Welcome back to this week’s edition of case law. With it being Mother’s Day and World Women’s Day this week it would have been wonderful to have an inspiring case about sex discrimination. Unfortunately, no such cases have been decided recently so instead here’s a case about money laundering, constructive dismissal and gross misconduct.

Today’s questions:

Does a successful dismissal appeal clear an employee’s record of any previous misconduct?

Can an unfair (constructive) dismissal arising from a demotion following disciplinary proceedings be fair?

Mr Wells, the Claimant, was an estate agent at Countrywide Estate Agents, the Respondent, for over 20 years. In his original contract, dated 1983, the only disciplinary sanctions were verbal and written warnings and dismissal. However, the company handbook (which was non-contractual) included demotion, suspension without pay and transfer to a different office as well as the former sanctions.

The Claimant became manager of his branch and received training on money laundering compliance, a key issue in the Respondent’s industry. The Claimant’s branch was not performing well and a meeting was scheduled with the Respondent. During the meeting he inexplicably stated that compliance to money laundering regulations was not important, this was a complete own goal and the Respondent began investigating compliance.

Disciplinary proceedings ensued and the Claimant accepted that he had not complied with money laundering regulations and this was partly responsible for the branch’s poor performance. The Respondent dismissed the Claimant for gross misconducted.

begging-to-keep-job.

The Claimant believed this was a harsh decision and appealed stating that he would have expected to be demoted, not dismissed. The Respondent, taking his length of service into account, agreed and reinstated the Claimant but in a less senior position.

The Claimant was aghast with the decision to demote him, stating that he felt the Respondent was not entitled to do this and was treating him as if he was guilty of gross misconduct (he was). He also mentioned that the Respondent had not apologised for dismissing him.

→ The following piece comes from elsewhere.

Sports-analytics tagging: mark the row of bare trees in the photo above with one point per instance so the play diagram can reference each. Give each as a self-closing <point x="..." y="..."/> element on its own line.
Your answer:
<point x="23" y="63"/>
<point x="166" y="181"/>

The Claimant resigned and began Tribunal proceedings for unfair constructive dismissal. The ET rejected the claim stating that a demotion in this scenario didn’t amount to a fundamental breach of contract. It also ruled that the decision to dismiss would have been fair.

I-Quit!!

The Claimant appealed but the EAT rejected the appeal. It held that the Claimant’s previous gross misconduct and fair dismissal did not disappear just because his reinstatement was successful. It also ruled that if faced with the choice of demotion or dismissal then the Respondent had taken the lesser sanction, this meant the dismissal, whether constructive or otherwise, was fair.

Today’s lessons:

No, just because a gross misconduct dismissal has been successfully appealed that does not wipe the slate clean. In this case the employer was right not to trust the employee handling money laundering compliance following his previous blasé attitude. Furthermore he had still committed gross misconduct but his length of service had been used as a mitigating reason not to dismiss. It is rare but gross misconduct does not always result in dismissal.

In these circumstances yes, a constructive dismissal can be fair, although in this case the ET didn’t decide whether the employee was constructively dismissed at all as whatever way he was dismissed it was fair. In this case it also worth noting that demotion was suggested by the employee.

The lesson for employees is, when you are performing poorly and committing blatant gross misconduct, don’t complain when you aren’t dismissed!